JCPenney announced today the relaunch of its in-house women’s label, A.n.a — with a fresh focus on size-inclusive denim.

The revamp is the result of customer research, the Texas-based company said, with the aim of establishing A.n.a. as its go-to denim lifestyle brand for women.

“With the reimagination of our A.n.a brand to be more denim focused and friendly, we will continue to establish ourselves as a destination for casual apparel and accessories,” said  EVP and chief merchant Michelle Wlazlo in a release.

As traditional retailers seek ways to draw consumers amid an evolving retail climate, several are looking to private labels as a way to attract consumers.

Macy’s announced this week that it is doubling down on in-house labels, with the hopes of growing four of its top labels into $1 billion brands. Target launched All in Motion, an athletic and sporting goods brand, last month, which it predicts could do $1 billion in sales in its first year. And Walmart has revived the once-defunct fashion label Scoop, with product rolling out online and in stores this year.

While JCP’s strategy mirrors that of competitors, Jessica Ramirez, retail research analyst at Jane Hali & Associates, isn’t confident that A.n.a will gain traction.

We are noting various retailers focusing on private label. While turning to private label is a positive, it does not work for everyone,” Ramirez explained, adding that Target and Dick’s Sporting Goods have succeeded with private labels “mostly because they are focused on the consumer and their interest. With Target, the brands have strong branding and the consumer is aware of those brands.”

“When we look at private label at Macy’s and JCP, we don’t see the same strength, Ramirez continued. “Their private labels do not stand out to the consumer and are not a go-to.”

Women’s apparel and accessories is JCPenney’s largest category, having represented 22% of all net sales in 2018 ($11.66 billion), just above men’s apparel and accessories, which made up 21% of net sales. In August, the retailer teamed up with resale platform ThredUp in an attempt to tap into the growing re-commerce market, launching a selection of ThredUp’s secondhand apparel and accessories in 30 stores.

JCPenney has not reported a quarterly revenue gain since the 2017 holiday season, struggling over the past several quarters with sluggish trends, leadership changes and increased digital competition. The company’s stock price is currently below $1 (at market open, shares were trading at just 73 cents), putting it at risk of delisting from the New York Stock Exchange.
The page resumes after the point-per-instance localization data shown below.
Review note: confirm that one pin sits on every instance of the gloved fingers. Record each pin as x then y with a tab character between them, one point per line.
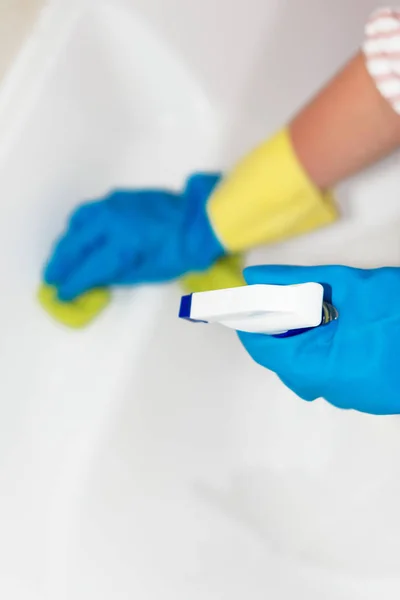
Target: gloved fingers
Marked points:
72	248
300	357
100	268
201	184
84	214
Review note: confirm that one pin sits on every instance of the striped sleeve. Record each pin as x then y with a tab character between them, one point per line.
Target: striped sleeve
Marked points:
382	52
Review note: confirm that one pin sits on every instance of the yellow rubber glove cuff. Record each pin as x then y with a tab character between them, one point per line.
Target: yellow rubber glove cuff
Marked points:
77	313
268	197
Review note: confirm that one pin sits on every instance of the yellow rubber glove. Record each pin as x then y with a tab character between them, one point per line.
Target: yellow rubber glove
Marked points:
268	197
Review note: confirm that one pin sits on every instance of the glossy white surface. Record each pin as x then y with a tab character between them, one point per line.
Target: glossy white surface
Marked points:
145	457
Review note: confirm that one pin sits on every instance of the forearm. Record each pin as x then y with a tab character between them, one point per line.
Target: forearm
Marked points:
348	126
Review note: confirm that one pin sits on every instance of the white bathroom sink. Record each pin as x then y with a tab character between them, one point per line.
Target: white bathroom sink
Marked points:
146	457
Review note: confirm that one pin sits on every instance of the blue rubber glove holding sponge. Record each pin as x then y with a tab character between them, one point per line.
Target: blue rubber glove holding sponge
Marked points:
143	236
353	362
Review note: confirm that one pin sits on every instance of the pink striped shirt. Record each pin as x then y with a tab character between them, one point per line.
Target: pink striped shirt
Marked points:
382	52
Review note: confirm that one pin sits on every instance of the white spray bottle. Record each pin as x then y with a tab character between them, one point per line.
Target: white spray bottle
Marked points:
281	310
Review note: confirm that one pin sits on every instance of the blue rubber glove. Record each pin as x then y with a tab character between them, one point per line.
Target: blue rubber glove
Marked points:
133	237
353	362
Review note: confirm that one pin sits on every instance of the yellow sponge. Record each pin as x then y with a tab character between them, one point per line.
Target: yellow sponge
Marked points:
77	313
226	273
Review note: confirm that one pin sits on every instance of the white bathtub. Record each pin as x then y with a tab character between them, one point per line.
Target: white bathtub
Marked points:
144	457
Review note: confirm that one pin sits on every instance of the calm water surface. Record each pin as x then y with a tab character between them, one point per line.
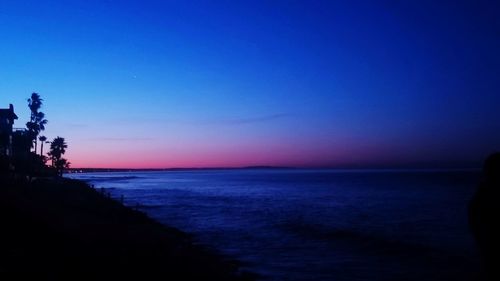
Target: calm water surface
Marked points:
316	224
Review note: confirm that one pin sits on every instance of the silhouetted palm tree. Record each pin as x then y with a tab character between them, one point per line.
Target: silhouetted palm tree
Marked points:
42	139
57	149
37	118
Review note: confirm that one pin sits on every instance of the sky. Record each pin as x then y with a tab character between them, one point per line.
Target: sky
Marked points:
163	84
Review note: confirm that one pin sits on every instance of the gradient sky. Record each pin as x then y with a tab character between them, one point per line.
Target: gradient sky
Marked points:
158	84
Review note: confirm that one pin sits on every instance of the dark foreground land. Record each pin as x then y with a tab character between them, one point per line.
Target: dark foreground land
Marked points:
65	230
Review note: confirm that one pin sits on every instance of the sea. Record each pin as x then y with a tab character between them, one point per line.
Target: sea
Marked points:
316	224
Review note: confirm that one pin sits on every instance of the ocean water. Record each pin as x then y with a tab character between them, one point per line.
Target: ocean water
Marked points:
293	224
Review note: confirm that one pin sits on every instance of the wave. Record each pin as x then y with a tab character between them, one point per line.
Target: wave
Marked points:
368	242
110	178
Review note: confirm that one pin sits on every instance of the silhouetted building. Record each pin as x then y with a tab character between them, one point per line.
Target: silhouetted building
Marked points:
7	117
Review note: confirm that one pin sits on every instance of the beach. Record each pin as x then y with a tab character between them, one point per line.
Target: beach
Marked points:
63	229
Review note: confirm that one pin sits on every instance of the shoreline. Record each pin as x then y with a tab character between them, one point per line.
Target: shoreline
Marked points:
64	229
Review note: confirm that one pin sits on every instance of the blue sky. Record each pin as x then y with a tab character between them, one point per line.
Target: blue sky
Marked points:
236	83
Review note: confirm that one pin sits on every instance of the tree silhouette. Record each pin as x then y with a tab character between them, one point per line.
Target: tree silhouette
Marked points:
37	118
42	139
57	149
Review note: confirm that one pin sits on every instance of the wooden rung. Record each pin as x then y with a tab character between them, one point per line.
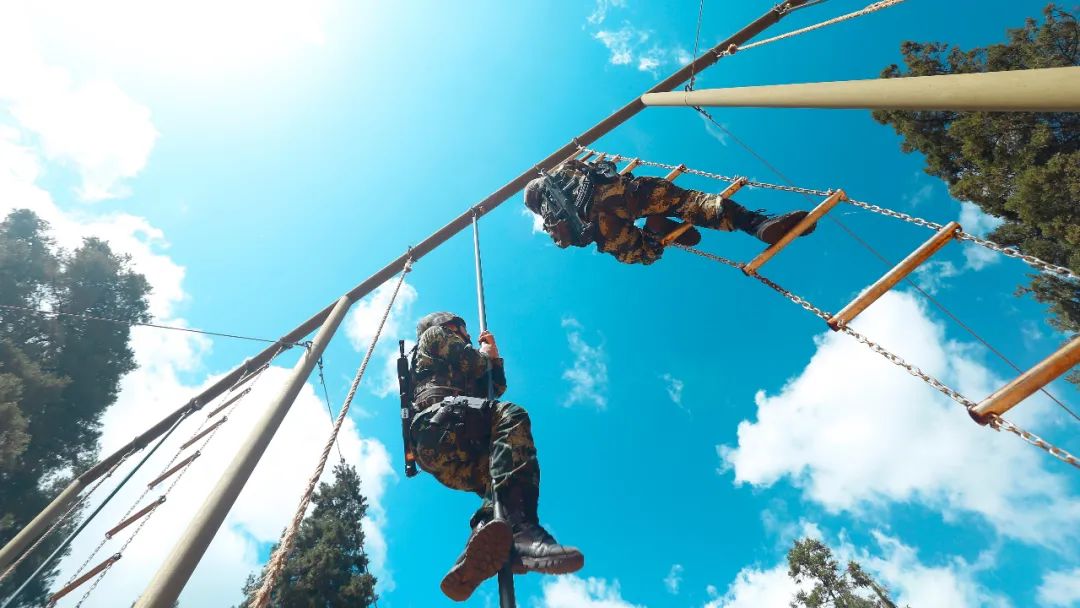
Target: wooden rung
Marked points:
734	187
676	233
231	401
675	173
136	516
90	573
170	473
895	275
1044	373
820	211
204	432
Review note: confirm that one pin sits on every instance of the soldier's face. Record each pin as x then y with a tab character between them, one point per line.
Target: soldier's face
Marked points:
460	330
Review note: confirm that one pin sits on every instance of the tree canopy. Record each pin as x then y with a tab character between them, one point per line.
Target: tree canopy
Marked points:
327	566
57	374
1023	167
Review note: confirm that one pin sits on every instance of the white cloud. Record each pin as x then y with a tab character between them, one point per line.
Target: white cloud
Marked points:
860	433
674	387
674	579
920	196
1061	589
934	274
575	592
157	388
755	588
975	221
91	126
602	9
588	376
894	565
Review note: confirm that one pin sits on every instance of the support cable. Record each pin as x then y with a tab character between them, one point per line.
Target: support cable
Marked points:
53	313
277	562
329	409
807	192
996	421
99	576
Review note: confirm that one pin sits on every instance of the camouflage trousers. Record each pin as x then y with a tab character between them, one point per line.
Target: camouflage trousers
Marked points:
476	445
640	197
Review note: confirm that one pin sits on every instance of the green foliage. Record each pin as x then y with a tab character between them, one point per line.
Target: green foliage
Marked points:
1023	167
57	375
811	561
327	566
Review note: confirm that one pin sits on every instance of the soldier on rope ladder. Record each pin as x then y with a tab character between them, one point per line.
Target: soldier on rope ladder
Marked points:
583	203
471	442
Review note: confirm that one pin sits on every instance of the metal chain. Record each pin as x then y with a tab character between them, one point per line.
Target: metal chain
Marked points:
996	422
277	562
135	503
1040	265
1001	423
1043	266
64	517
871	9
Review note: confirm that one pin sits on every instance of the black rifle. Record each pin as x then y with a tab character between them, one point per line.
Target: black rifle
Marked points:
405	390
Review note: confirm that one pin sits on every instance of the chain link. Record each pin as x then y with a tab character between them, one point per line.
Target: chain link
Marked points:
137	501
996	422
1001	423
1031	260
1039	265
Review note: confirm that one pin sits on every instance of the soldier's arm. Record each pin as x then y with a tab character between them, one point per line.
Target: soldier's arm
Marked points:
628	243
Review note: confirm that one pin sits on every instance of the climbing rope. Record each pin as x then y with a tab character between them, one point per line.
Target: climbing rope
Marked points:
54	313
996	421
889	213
98	572
277	563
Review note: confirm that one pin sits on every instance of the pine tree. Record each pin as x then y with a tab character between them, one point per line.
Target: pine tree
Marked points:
57	375
327	566
811	561
1023	167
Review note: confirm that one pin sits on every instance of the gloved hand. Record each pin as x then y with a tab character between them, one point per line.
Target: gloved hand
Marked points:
487	345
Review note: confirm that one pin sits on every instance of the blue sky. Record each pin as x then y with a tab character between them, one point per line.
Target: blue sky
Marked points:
259	159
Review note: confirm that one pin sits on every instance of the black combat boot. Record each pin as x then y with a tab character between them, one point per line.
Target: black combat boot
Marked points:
535	550
765	227
486	551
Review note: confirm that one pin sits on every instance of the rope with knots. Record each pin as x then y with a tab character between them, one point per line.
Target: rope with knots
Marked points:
277	563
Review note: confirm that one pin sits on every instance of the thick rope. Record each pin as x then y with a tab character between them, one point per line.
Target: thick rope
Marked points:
277	563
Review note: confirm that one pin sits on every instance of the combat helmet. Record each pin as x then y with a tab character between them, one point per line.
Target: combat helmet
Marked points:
434	319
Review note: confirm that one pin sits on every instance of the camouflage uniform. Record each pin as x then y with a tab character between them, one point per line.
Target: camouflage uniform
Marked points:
619	200
462	438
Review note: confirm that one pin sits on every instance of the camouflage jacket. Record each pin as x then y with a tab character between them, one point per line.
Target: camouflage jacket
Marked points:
611	212
447	365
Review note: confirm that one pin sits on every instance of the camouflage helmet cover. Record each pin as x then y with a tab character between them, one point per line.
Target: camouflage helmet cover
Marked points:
436	319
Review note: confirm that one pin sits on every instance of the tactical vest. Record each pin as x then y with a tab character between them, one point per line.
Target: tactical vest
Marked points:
567	198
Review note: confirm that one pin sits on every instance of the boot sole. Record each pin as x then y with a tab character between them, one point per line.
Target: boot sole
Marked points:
775	232
485	554
559	565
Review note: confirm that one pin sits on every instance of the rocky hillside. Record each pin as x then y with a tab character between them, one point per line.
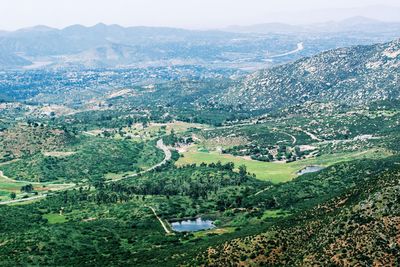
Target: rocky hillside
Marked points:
358	228
355	75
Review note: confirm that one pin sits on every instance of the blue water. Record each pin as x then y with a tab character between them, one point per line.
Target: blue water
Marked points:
192	225
310	169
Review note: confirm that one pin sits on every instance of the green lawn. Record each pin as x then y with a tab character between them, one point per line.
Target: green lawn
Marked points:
271	171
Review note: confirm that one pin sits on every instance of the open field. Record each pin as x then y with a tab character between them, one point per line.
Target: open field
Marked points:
8	185
272	171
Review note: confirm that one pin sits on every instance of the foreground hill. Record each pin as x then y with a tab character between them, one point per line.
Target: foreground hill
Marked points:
355	75
358	228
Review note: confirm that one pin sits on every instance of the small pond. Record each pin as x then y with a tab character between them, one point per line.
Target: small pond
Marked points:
310	169
192	225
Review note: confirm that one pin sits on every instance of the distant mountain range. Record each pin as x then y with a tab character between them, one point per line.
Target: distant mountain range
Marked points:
352	76
354	24
247	48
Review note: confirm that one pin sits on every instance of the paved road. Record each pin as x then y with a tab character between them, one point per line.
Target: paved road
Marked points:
22	200
160	145
167	157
The firm will report its fourth quarter earnings on Feb. 27. In January, JCP reported a 7.5% drop in same-store sales for the nine-week period ending Jan. 4. Adjusted comps, which excluded the impact of its exit from major appliance and in-store furniture categories, were down by 5.3%. Despite the slide in holiday sales, the retailer reaffirmed its outlook for the fiscal year; it expects a 5% to 6% dip in adjusted comps and for same-store sales to drop in the range of 7% to 8%.